Sorry dude, still kinda hate it.
Hey, at least you hate it for more valid reasons now.
Perhaps something more contemporary?
Recorder can sound great. But not so much in the hands of an 8-year-old.
Sounds a little medieval fair cosplay for me, but I can appreciate it a lot more than the squawking of primary school recorder lessons.
Taking front stage and swinging the whistle around like the lead guitarist in a rock band is certainly something new though.
I guess you've never listened to baroque era classical, or seen a concerto performed live?
I don't even know what half of those words mean. I am quite uncultured. Sometimes I hear tinkling pianos and slidey violins on the radio and it sounds nice. That's about the limits of my musical involvement.
Actually I played bassoon back in the day so I'm kinda hamming it up a whisker, but I was no JS Mozart Beethoven.
You probably already know this then, but for anyone genuinely unfamiliar:
Baroque is an artistic period that followed shortly after the end of the Middle Ages (what we think of as medieval), and so naturally shares similarities to medieval music in terms of instruments and compositional techniques. Composers during that period, like Telemann, were often commissioned by royals and had their works performed at court, which is another reason we associate them with that "medieval" sound.
Soloists in concertos and other works composed for a specific instrument often add visual flourishes to their performance. I guess part of it is to enhance the overall feeling from the perspective of the audience, but I'm sure the soloists also feel genuinely passionate about the music and like to express themselves while performing it.
At least in music (I don't know about architecture and other artforms), the Baroque era comes after the Renaissance, so it's quite a long way removed from mediaeval—about 150–200 years removed, to be precise.
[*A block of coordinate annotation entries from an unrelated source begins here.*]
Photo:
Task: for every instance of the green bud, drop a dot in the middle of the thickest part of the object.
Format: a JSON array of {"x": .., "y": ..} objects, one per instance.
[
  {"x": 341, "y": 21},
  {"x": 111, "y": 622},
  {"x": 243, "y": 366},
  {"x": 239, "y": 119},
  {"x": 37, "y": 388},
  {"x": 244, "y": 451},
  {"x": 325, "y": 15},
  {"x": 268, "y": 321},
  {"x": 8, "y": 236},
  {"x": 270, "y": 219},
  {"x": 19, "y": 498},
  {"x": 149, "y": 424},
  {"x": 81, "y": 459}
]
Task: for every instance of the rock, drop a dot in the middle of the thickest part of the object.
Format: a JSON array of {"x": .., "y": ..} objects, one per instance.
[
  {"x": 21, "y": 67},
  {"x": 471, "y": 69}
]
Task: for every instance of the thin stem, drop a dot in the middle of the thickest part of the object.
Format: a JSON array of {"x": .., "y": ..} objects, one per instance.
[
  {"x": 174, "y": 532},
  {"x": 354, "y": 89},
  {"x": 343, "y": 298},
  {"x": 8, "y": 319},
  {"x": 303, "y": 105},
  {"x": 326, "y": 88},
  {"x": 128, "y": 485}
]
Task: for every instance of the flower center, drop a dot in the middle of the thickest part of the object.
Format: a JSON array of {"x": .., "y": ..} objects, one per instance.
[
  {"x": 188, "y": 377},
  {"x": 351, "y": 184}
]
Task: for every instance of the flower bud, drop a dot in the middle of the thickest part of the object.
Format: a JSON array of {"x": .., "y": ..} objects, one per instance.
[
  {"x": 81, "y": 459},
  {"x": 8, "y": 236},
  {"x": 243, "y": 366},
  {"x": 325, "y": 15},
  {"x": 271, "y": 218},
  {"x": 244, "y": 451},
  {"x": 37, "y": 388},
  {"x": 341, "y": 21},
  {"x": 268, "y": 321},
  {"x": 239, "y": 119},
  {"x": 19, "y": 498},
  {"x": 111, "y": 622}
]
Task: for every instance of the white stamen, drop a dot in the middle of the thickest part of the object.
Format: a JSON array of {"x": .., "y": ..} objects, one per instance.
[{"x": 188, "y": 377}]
It depends what you're using to classify the beginning and end of periods in history and culture. The Middle Ages has been said to have lasted as late as 1500, with Baroque beginning as early as 1600, which would suggest at most a century between them. Within the context of classical music, that is a fairly short amount of time. If you were specifically focusing on music itself, those eras could begin and finish earlier as they aren't necessarily directly tied to other aspects of history.
Of course, human culture does not have hard transitions but rather gradually evolves over time, particularly when it comes to art, so even with the Renaissance separating the Baroque and Medieval eras of music there are still similarities between them.
The precise starts and ends of musical periods are obviously fuzzy and any attempt to definitively say that this is where it is is inevitably going to be wrong.
That said, I still find it a fun conversation to have for its own sake. People naturally like to find ways to put things into discrete boxes. And as a rule of thumb, I've always used Monteverdi's L'Orfeo as the start of the Baroque, but I don't really have a marker for the start of the Renaissance. (For completeness, my usual marker for where Baroque music ends is the death of Bach, and the Romantic period starts with Beethoven's 3rd symphony—that last is the only one I feel particularly strongly about as more than just a convenient marker.)
But if we say 100 years, I don't agree that it's a short time. The entire common practice period lasted about 3 centuries, so a 1 century gap is pretty significant when you think about how much music evolved over that time. Obviously there are some notable similarities—particularly in timbre—between mediaeval and Baroque music. However—and maybe this is just my bias as someone whose study mostly focused on the common practice period and 20th century, and whose personal interest is mostly in the Romantic and 20th century—I think that the differences between the Baroque and mediaeval are pretty stark, with the Baroque having more in common with Classical and even Romantic eras.